The other part about research failures is that sometimes we did not stratify correctly. For example, we are finding out that homozygotes for the APOE4 gene responded to tramiprosate. However, people who were not homozygous and were APOE4- negative did not respond at all.[4]

There have been advances with several amyloid-labeling agents, and tau imaging is on the horizon and even available in research settings. Not only will we have more shots on goal, but they will be much more accurate. They are going to get in the net much more frequently.

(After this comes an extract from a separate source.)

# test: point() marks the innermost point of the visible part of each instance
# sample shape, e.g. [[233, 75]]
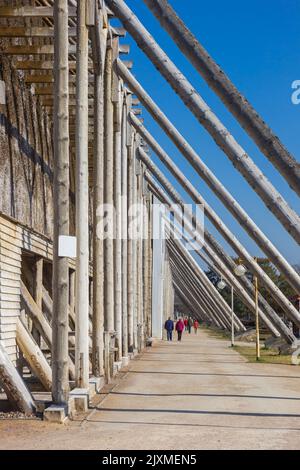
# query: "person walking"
[[196, 326], [179, 328], [190, 324], [169, 326]]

In the field of AD treatment, as well as prevention, when it comes to finding the right drug we need to find the right people to give that drug to. We are going to look at really interesting concepts of personalized medicine, precision medicine, and we are going to take multiple shots on goal using multiple different pathophysiologic mechanisms that may put you on the road to AD. We can debate whether amyloid or tau causes AD all day. I do think that certain conditions, certain pathophysiologic processes, can press the fast-forward button toward AD. If we can slam on the brakes instead of pressing fast-forward by reducing inflammation, reducing insulin resistance, or using a pharmaceutical drug, we will have a lot of great progress.

I am Richard Isaacson, here for Medscape. Thanks so much.